Affinage

FBXL20

F-box/LRR-repeat protein 20 · UniProt Q96IG2

Length
436 aa
Mass
48.4 kDa
Annotated
2026-06-09
13 papers in source corpus 6 papers cited in narrative 6 extracted findings
Cross-family judge vs UniProt: Affinage preferred faithfulness: 5/5 claims corpus-supported (100%)

Mechanistic narrative

Synthesis pass · prose summary of the discoveries below

FBXL20 is the substrate-recognition F-box subunit of an SCF (Skp1-Cullin1-F-box) E3 ubiquitin ligase that controls the abundance of diverse regulatory proteins by targeting them for polyubiquitination and proteasomal degradation, thereby linking the p53 pathway to autophagy, apoptosis, phosphatase signaling, and synaptic vesicle dynamics (PMID:25593308, PMID:34731788). In the DNA-damage response, p53 transcriptionally induces FBXL20, which then recognizes CDK-phosphorylated Vps34 (the class III PI3K catalytic subunit) and drives its degradation to suppress autophagy and receptor endocytosis (PMID:25593308). The same p53/FBXL20 axis destabilizes the PP2A regulatory subunit PR55α, restraining downstream c-Myc oncogenic signaling (PMID:34731788). FBXL20 also governs the apoptotic threshold by degrading the pro-apoptotic proteins PUMA and BAX, an activity stimulated by AKT1-mediated phosphorylation; loss of AKT1 activates GSK3α/β, which in turn promotes FBXL20's own degradation through the F-box protein FBXO31 (PMID:34587475). Additional substrates include the immune receptor 4-1BB/TNFRSF9, where FBXL20 ubiquitinates the mature N-glycosylated form at its intracellular domain (PMID:35112462), and the synaptic vesicle proteins VGLUT1 and VAMP1, whose FBXL20-driven turnover modulates glutamatergic neurotransmission in hippocampal neurons under chronic stress (PMID:38211741).

Mechanistic history

Synthesis pass · year-by-year structured walk · 6 steps
  1. 2015 High

    Established FBXL20 as a p53-inducible SCF substrate receptor that couples DNA damage to autophagy and endocytosis by destroying phospho-Vps34, defining its founding mechanistic role.

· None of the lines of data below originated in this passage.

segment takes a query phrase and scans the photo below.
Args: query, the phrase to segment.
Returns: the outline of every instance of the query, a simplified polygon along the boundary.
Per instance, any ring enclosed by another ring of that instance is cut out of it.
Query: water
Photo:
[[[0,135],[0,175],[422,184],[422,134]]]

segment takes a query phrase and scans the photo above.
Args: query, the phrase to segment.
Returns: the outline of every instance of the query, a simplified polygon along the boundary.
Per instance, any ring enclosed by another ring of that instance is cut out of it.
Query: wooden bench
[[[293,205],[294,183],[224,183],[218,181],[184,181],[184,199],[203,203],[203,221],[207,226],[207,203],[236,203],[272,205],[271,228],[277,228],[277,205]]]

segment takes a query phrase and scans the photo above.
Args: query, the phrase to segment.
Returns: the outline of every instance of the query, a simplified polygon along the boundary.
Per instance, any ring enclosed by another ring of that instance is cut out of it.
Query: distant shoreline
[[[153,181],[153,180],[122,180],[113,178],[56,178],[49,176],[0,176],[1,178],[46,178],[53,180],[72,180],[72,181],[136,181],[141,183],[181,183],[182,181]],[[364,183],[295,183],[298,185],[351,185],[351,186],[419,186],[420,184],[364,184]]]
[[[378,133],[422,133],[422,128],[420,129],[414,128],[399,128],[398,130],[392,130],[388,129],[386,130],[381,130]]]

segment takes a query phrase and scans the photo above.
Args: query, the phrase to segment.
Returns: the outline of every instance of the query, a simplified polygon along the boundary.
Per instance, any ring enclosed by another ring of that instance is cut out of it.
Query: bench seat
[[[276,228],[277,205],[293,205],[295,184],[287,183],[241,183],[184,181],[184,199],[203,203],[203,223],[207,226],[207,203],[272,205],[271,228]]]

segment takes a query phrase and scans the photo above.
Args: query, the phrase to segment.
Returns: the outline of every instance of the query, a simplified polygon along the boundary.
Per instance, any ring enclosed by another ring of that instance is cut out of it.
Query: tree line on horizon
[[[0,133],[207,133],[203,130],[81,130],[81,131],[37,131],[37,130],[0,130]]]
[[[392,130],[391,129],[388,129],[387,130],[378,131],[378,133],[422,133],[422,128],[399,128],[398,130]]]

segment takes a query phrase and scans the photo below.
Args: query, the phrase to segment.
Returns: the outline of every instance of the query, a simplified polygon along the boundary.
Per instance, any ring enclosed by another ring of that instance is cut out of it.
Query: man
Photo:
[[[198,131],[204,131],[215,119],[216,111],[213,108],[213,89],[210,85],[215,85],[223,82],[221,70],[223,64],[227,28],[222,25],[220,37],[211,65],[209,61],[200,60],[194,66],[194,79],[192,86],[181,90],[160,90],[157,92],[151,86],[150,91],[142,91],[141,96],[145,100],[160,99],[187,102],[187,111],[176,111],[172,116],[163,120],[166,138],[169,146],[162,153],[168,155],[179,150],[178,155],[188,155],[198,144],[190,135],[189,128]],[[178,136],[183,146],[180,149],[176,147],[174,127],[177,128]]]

    Evidence Co-IP, ubiquitination assays, proteasome inhibitor rescue, siRNA, p53 reporter assays, and autophagy/endocytosis readouts in mammalian cells

    PMID:25593308

    Open questions at the time
    • Degron features beyond CDK-phosphorylated Vps34 not generalized
    • No structural model of the SCF-FBXL20-substrate complex
  2. 2021 High

    Showed FBXL20 sets the apoptotic threshold by degrading PUMA and BAX under AKT1 control, and is itself regulated by a GSK3/FBXO31 degradation loop, revealing reciprocal kinase governance of FBXL20 activity and stability.

    Evidence Co-IP, ubiquitination assays, RNAi, kinase activity assays, apoptosis flow cytometry, and tumor growth assays

    PMID:34587475

    Open questions at the time
    • FBXL20 phosphosite(s) targeted by AKT1 not mapped
    • Mechanism by which GSK3 primes FBXL20 for FBXO31 recognition unresolved
  3. 2021 High

    Extended the p53/FBXL20 axis to phosphatase signaling by identifying PR55α as a substrate, linking FBXL20 to PP2A regulation and c-Myc-driven transformation.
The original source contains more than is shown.